Planning with Reasoning using Vision Language World Model
Delong Chen, Theo Moutakanni, Willy Chung, Yejin Bang, Ziwei Ji, Allen Bolourchi, Pascale Fung
2025-09-04
Summary
This paper introduces a new AI model called the Vision Language World Model, or VLWM, which is designed to better understand and plan actions in the real world by watching videos and learning from them.
What's the problem?
Currently, AI struggles with complex planning because it lacks a good 'world model' – a way to understand how things work and what will happen if it takes certain actions. Existing models often can't reason about actions at a high level, meaning they can't understand *why* something is done, just *what* is done, and they don't predict future states well. This makes it hard for AI to create effective, long-term plans.
What's the solution?
The VLWM tackles this by first watching videos and figuring out the overall goal being achieved.
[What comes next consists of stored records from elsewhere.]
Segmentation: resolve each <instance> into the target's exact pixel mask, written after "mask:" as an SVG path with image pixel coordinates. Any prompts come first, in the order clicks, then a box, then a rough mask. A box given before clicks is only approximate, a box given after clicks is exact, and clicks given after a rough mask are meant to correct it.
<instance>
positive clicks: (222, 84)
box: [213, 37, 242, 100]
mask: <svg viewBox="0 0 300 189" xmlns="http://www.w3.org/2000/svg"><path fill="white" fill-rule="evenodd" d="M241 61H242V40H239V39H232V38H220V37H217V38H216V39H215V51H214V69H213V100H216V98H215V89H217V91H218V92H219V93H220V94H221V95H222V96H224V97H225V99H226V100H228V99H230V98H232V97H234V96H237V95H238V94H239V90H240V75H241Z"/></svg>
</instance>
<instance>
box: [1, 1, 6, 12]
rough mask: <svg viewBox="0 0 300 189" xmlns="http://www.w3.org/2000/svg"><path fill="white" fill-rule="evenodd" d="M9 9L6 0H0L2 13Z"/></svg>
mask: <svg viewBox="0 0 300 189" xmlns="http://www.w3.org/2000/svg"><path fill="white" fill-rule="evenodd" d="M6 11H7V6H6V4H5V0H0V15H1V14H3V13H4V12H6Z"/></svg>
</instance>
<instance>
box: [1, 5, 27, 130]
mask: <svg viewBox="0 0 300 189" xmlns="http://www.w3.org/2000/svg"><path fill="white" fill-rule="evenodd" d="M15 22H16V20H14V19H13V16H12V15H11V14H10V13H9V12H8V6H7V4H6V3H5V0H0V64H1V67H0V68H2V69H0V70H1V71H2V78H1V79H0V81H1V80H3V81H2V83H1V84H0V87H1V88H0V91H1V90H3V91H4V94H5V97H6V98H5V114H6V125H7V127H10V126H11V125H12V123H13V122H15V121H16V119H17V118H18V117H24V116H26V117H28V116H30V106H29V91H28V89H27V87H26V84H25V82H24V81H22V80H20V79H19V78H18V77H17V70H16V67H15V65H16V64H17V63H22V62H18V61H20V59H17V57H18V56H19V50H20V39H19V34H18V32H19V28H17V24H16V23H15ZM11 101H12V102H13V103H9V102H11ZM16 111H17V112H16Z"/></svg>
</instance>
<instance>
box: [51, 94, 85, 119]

Then, it predicts a series of actions and changes in the environment that would lead to that goal. It uses a clever technique involving a large language model to refine these predictions based on glimpses of the future. The model learns two things: how to react immediately to situations (like a quick reflex) and how to think through plans more carefully (like considering all the options). It evaluates plans by comparing the predicted future to the desired goal, using a system that learns to judge how 'good' a plan is without needing explicit instructions.
Why it matters?
This research is important because it significantly improves AI's ability to plan and solve problems in visual environments. The VLWM performs better than previous models on several challenging tasks, including those that require understanding and assisting with real-world activities. This could lead to more helpful robots and AI assistants that can understand our intentions and help us achieve our goals more effectively.
Abstract
Effective planning requires strong world models, but high-level world models that can understand and reason about actions with semantic and temporal abstraction remain largely underdeveloped. We introduce the Vision Language World Model (VLWM), a foundation model trained for language-based world modeling on natural videos. Given visual observations, the VLWM first infers the overall goal achievements then predicts a trajectory composed of interleaved actions and world state changes. Those targets are extracted by iterative LLM Self-Refine conditioned on compressed future observations represented by Tree of Captions. The VLWM learns both an action policy and a dynamics model, which respectively facilitates reactive system-1 plan decoding and reflective system-2 planning via cost minimization. The cost evaluates the semantic distance between the hypothetical future states given by VLWM roll-outs and the expected goal state, and is measured by a critic model that we trained in a self-supervised manner. The VLWM achieves state-of-the-art Visual Planning for Assistance (VPA) performance on both benchmark evaluations and our proposed PlannerArena human evaluations, where system-2 improves the Elo score by +27% upon system-1. The VLWM models also outperforms strong VLM baselines on RoboVQA and WorldPrediction benchmark.